Es tal el contraste, que en el desarrollo del viaje de este grupo de amigos a una comunidad sueca perdida, hay un componente creciente de humor negro, de risa nerviosa, en lo que vemos como una secuencia de tradiciones, a cada cual más loca y extravagante, pero que encuentra en el choque cultural una sardónica tortura misántropa que nos produce una hilaridad totalmente perversa. Sin embargo, Aster no juega con el sentido del humor de forma muy distinta a como lo solía hacer Tobe Hooper y no descuida el efecto de sus imágenes más macabras. Como un teatro siniestro acotado por sus limitaciones autoimpuestas, al estilo de un Dogville (2003) salido de madre o un El Bosque (2004) de pesadilla, Midsommar aprovecha su emplazamiento para variar ciertos elementos estructurales de la localización y reubicar cada nueva fase, cada día más extraña, a base de diseño de producción. Todo lo que vemos y oímos tiene un efecto desnaturalizante. Desde las canciones que se cantan sin motivo aparente, los bailes en segundo o tercer plano a los cíclicos llantos de bebé nocturnos, todo está colocado de forma estratégica para taladrar la fina capa de la cordura de algunos personajes, y del espectador.

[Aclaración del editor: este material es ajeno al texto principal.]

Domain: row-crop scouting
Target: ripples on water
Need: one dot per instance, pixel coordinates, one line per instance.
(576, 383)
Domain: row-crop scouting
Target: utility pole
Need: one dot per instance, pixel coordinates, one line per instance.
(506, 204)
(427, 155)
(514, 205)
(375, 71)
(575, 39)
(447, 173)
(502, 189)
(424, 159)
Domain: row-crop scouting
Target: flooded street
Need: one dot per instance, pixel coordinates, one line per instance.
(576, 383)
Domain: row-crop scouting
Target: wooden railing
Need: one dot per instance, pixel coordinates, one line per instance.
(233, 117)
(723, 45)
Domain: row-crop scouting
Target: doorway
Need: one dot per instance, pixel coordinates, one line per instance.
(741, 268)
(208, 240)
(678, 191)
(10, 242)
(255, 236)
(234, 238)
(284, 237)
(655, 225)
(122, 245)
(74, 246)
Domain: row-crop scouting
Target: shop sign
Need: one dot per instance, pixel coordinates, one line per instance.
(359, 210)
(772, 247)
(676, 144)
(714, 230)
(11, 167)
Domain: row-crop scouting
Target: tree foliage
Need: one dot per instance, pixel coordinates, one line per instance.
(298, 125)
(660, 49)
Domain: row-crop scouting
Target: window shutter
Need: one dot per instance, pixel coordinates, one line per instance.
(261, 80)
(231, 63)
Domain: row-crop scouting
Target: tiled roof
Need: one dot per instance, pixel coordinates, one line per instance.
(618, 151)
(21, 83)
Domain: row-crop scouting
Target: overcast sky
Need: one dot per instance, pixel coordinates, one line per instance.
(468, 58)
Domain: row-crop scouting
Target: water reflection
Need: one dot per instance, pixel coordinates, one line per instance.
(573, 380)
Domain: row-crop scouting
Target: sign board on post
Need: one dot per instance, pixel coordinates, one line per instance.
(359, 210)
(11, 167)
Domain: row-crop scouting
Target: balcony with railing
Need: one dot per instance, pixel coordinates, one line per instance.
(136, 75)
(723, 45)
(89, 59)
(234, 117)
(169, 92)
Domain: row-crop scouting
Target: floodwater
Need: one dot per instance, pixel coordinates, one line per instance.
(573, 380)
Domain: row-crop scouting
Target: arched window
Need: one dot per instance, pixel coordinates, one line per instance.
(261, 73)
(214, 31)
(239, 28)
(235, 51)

Es probable que Aster decida abandonar el terror por un tiempo, pero con momentos como el que abre antes de los créditos, en el que es capaz de convertir un suceso sin nada sobrenatural ni elementos externos de amenaza en la secuencia más perturbadora, traumática y grotesca del año, no es descabellado hablar de un maestro del género que, con solo dos películas ha creado una dupla arrolladora de profunda personalidad y valor de revisionado. Puede que Midsommar esté por debajo de Hereditary, en cuanto a que se centra, expande y recicla alguno de los hallazgos de aquella sin su medido juego de expectativas, sorpresas y enigmas, pero funciona como un complemento luminoso de aquella, que representaba al lado gótico, oscuro y fantástico del género. En esta también vemos pesadillas, momentos lisérgicos y oníricos, pero está más centrada en horrores terrenales funcionando como un complemento y otra cara de la moneda en forma de cuento de hadas adulto, oscuro y moderno, que convierte el proceso de una ruptura sentimental en un auténtico ritual iconoclasta, degenerado y mordaz.